I'd also like to make an announcement. 

SUNDAY, JULY 12 you're all invited to a special seminar at Portage County Outdoors. Microspoons Pro Staffers Carl and Nick Bachtel will be discussing Microspoons and how to fish them. There's also a chance that fellow Pro Staffer Ken "Chaunc" Smith will be joining us, adding his proven insight on working these special lures. 

The seminar will run from 10AM til 11, but we'll hang around and talk awhile afterwards so come out and say hello. You'll still have lots of time to head to West Branch, Berlin, Milton, or Walborn for the afternoon bite when we're finished!

Portage County Outdoors carries Microspoons, so you can pick up a dozen or two while you're there. 

Thanks to Portage County Outdoors and Microspoons for their support of OGF.


----------



## Big Daddy (Apr 6, 2004)

Just a reminder of the seminar Sunday, July 12. Nick and I are looking forward to seeing you there.


----------



## Bud Riser (Aug 28, 2009)

Big Daddy-What was your pattern when you got 'em please?
Thanks,
Bud


----------



## Big Daddy (Apr 6, 2004)

I incorporate Microspoons in all my crappie seminars. I have three this weekend at teh IX Center and am scheduling at least two more in April.

Microspoons are a very versatile lure. You can drift/long line troll with them using a Carolina rig set up, or you can fish them ubder a bobber, or you can cast/retrieve through suspended fish. I have had the best success using them under a slip float tipped w/ minnow or crappie nibble. Second most success drifting over deep points or brush, again tipped with minnow.

For more tips on how to fish them, try www.microspoons.com.


----------



## Pole Squeezer (Jun 21, 2008)

Thanks Big Daddy, Maybe I'll get a chance to get some of those microspoons live. I ordered some 4 weeks ago, went out of town for 2 weeks, looking forward to seeing my spoons when I got back home. No spoons, so I thought they might have been delayed in shipping, waited another week, then decided to hit the resolution center at paypal. Afterwards, my payment was refunded, though I never received and email stating why. I don't know if the stock ran out, or what. There needs to be a way one could check on the delivery status of an order from this site. Even an email telling me there was a problem would have helped.


----------



## jeffrobodeen (Sep 7, 2006)

Big Daddy,
What are your favorite go to colors & sizes when you tip with a minnow or crappie nibble?
Thanks, Jeff


----------



## Big Daddy (Apr 6, 2004)

I prefer the hook size 4 when I'm crappie fishing. You can tip either with minnow or nibble. 

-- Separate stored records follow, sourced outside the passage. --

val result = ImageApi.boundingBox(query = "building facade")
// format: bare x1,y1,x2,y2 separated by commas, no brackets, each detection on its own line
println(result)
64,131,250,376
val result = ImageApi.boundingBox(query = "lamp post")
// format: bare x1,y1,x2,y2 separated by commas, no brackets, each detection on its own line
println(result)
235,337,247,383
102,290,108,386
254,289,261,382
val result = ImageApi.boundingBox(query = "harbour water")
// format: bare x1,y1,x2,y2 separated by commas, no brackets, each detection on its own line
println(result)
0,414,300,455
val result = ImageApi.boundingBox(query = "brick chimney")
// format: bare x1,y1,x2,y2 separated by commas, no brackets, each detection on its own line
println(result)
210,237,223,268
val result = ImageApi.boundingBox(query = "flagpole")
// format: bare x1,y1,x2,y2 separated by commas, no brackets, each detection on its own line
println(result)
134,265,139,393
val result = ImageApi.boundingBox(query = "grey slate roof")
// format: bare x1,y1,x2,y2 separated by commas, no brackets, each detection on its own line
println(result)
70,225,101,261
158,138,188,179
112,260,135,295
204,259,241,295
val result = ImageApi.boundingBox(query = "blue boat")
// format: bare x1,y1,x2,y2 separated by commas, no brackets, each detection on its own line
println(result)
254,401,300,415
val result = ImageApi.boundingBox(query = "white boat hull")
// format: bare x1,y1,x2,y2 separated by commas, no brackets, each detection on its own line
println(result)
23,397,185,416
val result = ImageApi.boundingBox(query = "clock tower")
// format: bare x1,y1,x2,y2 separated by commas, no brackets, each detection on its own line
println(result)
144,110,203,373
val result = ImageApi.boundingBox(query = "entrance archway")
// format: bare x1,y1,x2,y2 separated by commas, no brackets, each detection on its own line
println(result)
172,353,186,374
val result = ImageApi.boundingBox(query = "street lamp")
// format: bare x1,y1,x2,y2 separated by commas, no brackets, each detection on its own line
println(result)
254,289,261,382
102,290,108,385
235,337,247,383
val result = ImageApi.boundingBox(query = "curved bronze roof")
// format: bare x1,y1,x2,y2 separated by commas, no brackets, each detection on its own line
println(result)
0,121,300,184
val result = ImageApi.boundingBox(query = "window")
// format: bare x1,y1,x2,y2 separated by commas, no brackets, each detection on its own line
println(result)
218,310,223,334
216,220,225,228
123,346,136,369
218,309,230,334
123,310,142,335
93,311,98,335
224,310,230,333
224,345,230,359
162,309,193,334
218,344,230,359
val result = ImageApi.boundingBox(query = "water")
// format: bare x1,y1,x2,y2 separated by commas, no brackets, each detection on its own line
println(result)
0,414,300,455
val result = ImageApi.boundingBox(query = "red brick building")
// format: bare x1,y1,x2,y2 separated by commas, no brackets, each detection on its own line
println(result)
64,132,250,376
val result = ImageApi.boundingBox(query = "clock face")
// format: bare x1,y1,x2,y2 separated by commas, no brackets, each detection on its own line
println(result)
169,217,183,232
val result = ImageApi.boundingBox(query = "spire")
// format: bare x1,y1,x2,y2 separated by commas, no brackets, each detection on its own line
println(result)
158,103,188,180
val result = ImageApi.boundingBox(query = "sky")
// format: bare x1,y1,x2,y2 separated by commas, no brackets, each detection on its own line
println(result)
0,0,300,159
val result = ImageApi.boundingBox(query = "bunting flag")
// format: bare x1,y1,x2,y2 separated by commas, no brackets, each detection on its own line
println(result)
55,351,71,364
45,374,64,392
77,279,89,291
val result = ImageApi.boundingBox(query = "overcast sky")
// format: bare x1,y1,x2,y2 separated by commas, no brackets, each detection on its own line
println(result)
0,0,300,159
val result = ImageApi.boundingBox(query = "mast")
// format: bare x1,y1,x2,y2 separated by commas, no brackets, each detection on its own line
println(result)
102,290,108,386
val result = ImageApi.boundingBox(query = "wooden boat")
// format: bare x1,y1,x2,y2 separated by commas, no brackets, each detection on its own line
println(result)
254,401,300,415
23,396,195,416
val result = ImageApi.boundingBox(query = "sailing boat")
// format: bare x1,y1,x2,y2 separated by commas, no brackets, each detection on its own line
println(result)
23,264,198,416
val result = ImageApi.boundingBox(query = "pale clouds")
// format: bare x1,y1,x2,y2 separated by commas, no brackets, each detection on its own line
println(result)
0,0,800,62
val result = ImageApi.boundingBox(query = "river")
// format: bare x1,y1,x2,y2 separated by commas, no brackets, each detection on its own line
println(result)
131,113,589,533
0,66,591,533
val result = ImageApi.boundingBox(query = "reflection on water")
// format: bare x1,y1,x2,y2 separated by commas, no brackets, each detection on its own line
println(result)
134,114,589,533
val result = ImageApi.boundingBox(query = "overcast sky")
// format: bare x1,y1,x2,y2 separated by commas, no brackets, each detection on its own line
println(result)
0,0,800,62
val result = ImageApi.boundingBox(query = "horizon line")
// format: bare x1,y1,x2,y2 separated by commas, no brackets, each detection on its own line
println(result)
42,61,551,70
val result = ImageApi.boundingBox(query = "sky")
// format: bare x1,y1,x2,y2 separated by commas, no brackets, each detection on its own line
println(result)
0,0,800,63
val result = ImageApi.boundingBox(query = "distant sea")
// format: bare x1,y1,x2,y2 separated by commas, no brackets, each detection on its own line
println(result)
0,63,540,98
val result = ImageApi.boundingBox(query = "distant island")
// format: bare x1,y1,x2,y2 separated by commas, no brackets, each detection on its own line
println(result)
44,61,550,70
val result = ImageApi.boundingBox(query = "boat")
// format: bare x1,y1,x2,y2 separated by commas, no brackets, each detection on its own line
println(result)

Colors, I always like chartruse, Black, and green. They have LOTS of color choices and a lot of that is what YOU feel confident in, not only what works. I'd throw white in there too. It's all about variety, but those 4 colors I'll pretty much use.


----------



## FishandHunt59 (May 16, 2009)

Big Daddy, What is the address for Portage County Outdoors? I,m from Mansfield an am not familiar with the area! Thanks!


----------